Abstract:
Attack of donor tissues by pre-formed anti-pig antibodies is well known to cause graft failure in xenotransplantation. Genetic engineering of porcine donors to eliminate targets of these pre-formed antibodies coupled with advances in immunosuppressive medicines have now made it possible to achieve extended survival in the pre-clinical pig-to-non-human primate model. Despite these improvements, antibodies remain a risk over the lifetime of the transplant, and many patients continue to have pre-formed donor-specific antibodies even to highly engineered pigs. While therapeutics exist that can help mitigate the detrimental effects of antibodies, they act broadly potentially dampening beneficial immunity. Identifying additional xenoantigens may enable more targeted approaches, such as gene editing, to overcome these challenges by further eliminating antibody targets on donor tissue. Because we have found that classical class I swine leukocyte antigens are targets of human antibodies, we now examine whether related pig proteins may also be targeted by human antibodies. We show here that non-classical class I swine leukocyte proteins (SLA-6, -7, -8) can be expressed at the surface of mammalian cells and act as antibody targets.
摘要:
众所周知,预先形成的抗猪抗体对供体组织的攻击会导致异种移植中的移植物失败。
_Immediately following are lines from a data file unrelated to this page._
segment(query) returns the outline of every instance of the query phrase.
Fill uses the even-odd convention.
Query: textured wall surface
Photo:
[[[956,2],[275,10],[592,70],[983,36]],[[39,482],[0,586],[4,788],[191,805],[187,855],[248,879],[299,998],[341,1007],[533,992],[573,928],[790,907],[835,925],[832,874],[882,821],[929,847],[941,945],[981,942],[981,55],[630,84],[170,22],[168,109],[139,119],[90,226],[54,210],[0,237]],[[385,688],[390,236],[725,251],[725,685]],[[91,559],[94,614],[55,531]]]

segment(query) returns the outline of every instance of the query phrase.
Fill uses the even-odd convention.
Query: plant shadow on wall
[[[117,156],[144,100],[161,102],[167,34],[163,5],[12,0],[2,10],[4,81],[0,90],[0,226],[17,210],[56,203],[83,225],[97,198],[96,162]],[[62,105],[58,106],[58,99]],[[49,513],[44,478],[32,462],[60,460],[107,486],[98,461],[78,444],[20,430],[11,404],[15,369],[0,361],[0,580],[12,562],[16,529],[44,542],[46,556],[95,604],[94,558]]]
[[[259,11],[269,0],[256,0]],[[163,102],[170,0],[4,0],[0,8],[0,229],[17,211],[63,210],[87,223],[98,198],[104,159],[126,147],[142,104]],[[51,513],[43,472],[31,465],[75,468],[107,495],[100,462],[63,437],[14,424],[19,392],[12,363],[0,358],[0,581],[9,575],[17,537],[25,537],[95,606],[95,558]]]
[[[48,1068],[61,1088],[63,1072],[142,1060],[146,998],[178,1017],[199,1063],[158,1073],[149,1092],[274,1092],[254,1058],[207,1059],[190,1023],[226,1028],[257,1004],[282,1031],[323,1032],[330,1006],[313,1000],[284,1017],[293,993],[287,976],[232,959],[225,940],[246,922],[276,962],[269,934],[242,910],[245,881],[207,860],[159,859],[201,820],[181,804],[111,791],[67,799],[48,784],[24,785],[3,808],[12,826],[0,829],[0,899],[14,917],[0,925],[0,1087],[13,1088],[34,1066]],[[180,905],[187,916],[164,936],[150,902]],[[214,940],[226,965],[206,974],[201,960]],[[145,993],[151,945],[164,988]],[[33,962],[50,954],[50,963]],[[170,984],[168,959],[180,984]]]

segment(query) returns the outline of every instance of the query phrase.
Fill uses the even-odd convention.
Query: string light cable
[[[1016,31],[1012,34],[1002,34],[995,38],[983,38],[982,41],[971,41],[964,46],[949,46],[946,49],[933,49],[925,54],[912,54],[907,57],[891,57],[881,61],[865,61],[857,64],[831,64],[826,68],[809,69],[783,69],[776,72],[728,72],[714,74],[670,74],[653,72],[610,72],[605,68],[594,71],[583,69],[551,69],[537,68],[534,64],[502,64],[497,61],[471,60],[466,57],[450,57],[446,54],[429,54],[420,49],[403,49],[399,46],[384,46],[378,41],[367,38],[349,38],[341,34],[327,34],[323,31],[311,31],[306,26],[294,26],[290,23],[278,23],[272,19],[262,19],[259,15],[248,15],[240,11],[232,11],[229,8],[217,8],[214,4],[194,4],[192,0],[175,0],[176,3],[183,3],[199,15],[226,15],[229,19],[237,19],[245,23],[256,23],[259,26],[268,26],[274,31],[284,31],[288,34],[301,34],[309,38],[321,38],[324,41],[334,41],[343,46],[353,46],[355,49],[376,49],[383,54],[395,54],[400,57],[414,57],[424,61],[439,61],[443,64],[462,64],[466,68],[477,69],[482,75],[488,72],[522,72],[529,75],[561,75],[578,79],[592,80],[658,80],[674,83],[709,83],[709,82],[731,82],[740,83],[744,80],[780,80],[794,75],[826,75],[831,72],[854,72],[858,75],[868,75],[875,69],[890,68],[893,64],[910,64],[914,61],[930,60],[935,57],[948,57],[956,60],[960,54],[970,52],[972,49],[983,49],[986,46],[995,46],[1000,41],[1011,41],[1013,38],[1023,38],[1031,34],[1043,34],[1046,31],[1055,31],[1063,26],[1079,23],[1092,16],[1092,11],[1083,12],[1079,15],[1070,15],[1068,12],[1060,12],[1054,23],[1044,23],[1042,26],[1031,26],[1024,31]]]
对猪供体进行基因工程以消除这些预先形成的抗体的靶标,再加上免疫抑制药物的进步,现在可以在临床前猪到非人灵长类动物模型中实现延长的存活。尽管有这些改进,抗体在移植的一生中仍然存在风险,和许多患者继续预先形成的供体特异性抗体,甚至高度工程化的猪。虽然存在可以帮助减轻抗体有害影响的疗法,他们的行为广泛可能削弱有益的免疫力。识别额外的异种抗原可以实现更有针对性的方法,比如基因编辑,通过进一步消除供体组织上的抗体靶标来克服这些挑战。因为我们发现经典的I类猪白细胞抗原是人类抗体的靶标,我们现在研究相关的猪蛋白是否也可能被人类抗体靶向。我们在这里表明,非经典I类猪白细胞蛋白(SLA-6,-7,-8)可以在哺乳动物细胞表面表达并充当抗体靶标。